Can workers take action against asbestos exposure?

As we have discussed in previous blog posts, the United States Environmental Protection Agency is aware of the harm asbestos causes. Yet, the EPA’s efforts to ban asbestos completely have been rejected by the courts on legal grounds. Some lawmakers continue to try and pass laws to ban the substance, but without any success.

For decades, workers faced the risk of exposure to asbestos. Many still do – and some are not keeping quiet.

Workers continue speaking out about risk

Several retired and current workers in industries across the country keep speaking out about the serious problem of asbestos. A recent article from National Public Radio (NPR) highlights one case of workers from OxyChem’s facility in Niagara Falls. These workers explained a near-nightmare workplace, where asbestos caked the walls and floor, and constantly floated in the air.

It is a bold step for these workers to tell their stories. Whether it is related to workplace safety issues – such as asbestos exposure – or even discrimination at work, workers face internal struggles about speaking out against their employers. Many might worry about their jobs, or they simply do not want to deal with more stress. Fears of employer retaliation are constant.

These worries and fears are understandable and reasonable. However, what should workers know about their rights?

Three things workers must know

No worker should have to face the risk of a workplace that puts their health in danger. If workers wish to take action about this risk, there are a few things they should consider:

  • Know your rights: The Occupational Safety and Health Administration (OSHA) specifically states that employees have a right to a safe workplace and that employers, in turn, must prevent exposure to asbestos.

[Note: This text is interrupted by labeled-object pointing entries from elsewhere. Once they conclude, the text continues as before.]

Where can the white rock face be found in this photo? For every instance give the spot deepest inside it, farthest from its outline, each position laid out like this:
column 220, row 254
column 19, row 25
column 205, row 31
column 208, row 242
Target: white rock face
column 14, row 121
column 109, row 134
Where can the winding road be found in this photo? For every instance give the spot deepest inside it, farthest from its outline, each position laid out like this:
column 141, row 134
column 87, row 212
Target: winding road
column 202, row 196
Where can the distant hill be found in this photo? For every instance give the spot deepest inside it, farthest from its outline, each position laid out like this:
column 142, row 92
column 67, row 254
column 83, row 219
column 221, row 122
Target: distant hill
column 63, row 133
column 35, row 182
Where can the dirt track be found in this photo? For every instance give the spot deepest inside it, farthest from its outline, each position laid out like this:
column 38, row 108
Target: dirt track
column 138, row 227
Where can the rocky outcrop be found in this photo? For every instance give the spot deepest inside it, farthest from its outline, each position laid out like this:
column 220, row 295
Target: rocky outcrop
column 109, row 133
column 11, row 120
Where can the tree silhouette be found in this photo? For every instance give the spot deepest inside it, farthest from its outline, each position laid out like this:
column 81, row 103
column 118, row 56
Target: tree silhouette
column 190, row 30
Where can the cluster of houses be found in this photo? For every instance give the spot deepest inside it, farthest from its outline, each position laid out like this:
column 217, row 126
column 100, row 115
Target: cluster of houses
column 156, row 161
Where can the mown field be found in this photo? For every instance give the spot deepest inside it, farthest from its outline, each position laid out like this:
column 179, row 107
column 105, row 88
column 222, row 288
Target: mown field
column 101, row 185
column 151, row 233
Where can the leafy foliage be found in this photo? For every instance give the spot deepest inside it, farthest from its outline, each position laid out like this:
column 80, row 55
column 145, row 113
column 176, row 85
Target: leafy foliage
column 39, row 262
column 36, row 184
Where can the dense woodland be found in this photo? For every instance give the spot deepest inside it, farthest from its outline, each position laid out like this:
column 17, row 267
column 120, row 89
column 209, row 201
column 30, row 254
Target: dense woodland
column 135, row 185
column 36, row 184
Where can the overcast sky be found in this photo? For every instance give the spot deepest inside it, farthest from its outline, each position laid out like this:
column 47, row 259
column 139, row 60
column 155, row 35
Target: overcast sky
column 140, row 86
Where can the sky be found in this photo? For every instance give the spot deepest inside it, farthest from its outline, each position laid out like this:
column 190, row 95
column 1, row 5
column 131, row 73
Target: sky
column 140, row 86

Also, OSHA provides protection against retaliation for workers who blow the whistle and report unsafe working conditions.
  • You have inside knowledge: Workers know the ins and outs of their workplace and industry. While employers may report they are following workplace safety standards, workers have the experience – and often the evidence – that this is not necessarily true.
  • Legal guidance is available: Workers do not have to face these issues alone. Those facing health risks or mesothelioma diagnoses because of occupational asbestos exposure can seek justice with legal advocates on their sides.

Important note: Unlike the workers described in the NPR article, some workers simply are not willing to speak out. Others are just not comfortable speaking out. Regardless, if they faced exposure to asbestos on the job in Tennessee, and now a risk of mesothelioma, lung cancer, or asbestosis, they may be eligible for compensation.